Un altro aspetto sconcertante del documento è il modo in cui considera le persone transgender. Leggiamo questo passo: “Questa oscillazione tra maschio e femmina diventa, alla fine, una esposizione solo ‘provocatoria’ contro i cosiddetti ‘schemi tradizionali’ che non tiene conto delle sofferenze di coloro che vivono in una condizione indeterminata. Una simile concezione cerca di annientare la natura (tutto ciò che abbiamo ricevuto come fondamento previo del nostro essere e di ogni nostro agire nel mondo), mentre la si riafferma implicitamente” [n.25].

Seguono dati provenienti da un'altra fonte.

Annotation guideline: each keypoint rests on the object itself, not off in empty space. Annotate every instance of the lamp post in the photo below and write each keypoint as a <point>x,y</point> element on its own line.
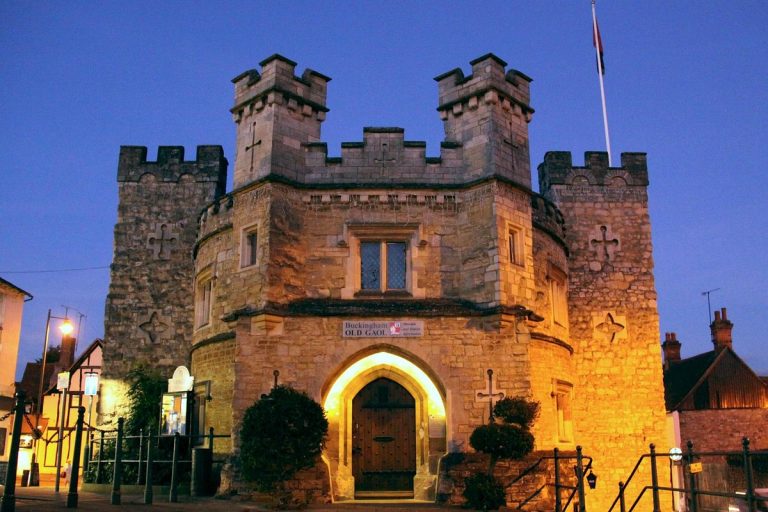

Secondo la Congregazione, le persone transgender sono “provocatorie” e (consciamente o inconsciamente) “cercano di annientare la natura”. I famigliari che hanno accompagnato le persone transgender nei loro tentativi di suicidio, nella loro disperazione per non potersi inserire nella società, e nella loro lotta per credere che Dio le ama, troveranno quelle frasi sconcertanti ed offensive.
Suor Luisa mi ha detto di recente “Molte persone transgender hanno compiuto l’arduo lavoro dell’autoconoscenza molto più a fondo della gente comune”.
Nel 2019 ho incontrato il prefetto della Congregazione per l’Educazione, cardinale Giuseppe Versaldi: il nostro fu un incontro caloroso, durante il quale diedi a lui e al suo sottosegretario tre lettere: una da parte di un uomo transgender cattolico, una da parte dei genitori di un giovane transgender, e una da parte di suor Luisa Derouen. Concluso il nostro incontro, il cardinale Versaldi mi permise di rendere pubblico il suo dolore “se è sembrato che la Congregazione stesse accusando qualcuno di distorsioni ideologiche”; il cardinale volle inoltre “far sapere che ci teneva alle persone transgender, e che voleva continuare il dialogo per riflettere sulle loro esperienze”.
Queste parole sono un ottimo obiettivo per la Chiesa, e anche le diocesi come quella di Davenport, con il suo Comitato per il Genere e le sue iniziative per ascoltare le persone transgender, mostrano la via di ravvivare il dialogo perché la Chiesa “rifletta sulle loro esperienze”.
* Il gesuita americano James Martin è editorialista del settimanale cattolico America ed autore del libro “Un ponte da costruire. Una relazione nuova tra Chiesa e persone Lgbt” (Editore Marcianum, 2018). Padre James ha portato un contributo sull’accoglienza delle persone LGBT nella Chiesa Cattolica all’Incontro Mondiale delle Famiglie Cattoliche di Dublino e ha portato una sua riflessione anche al 5° Forum dei cristiani LGBT italiani (Albano Laziale, 5-7 ottobre 2018).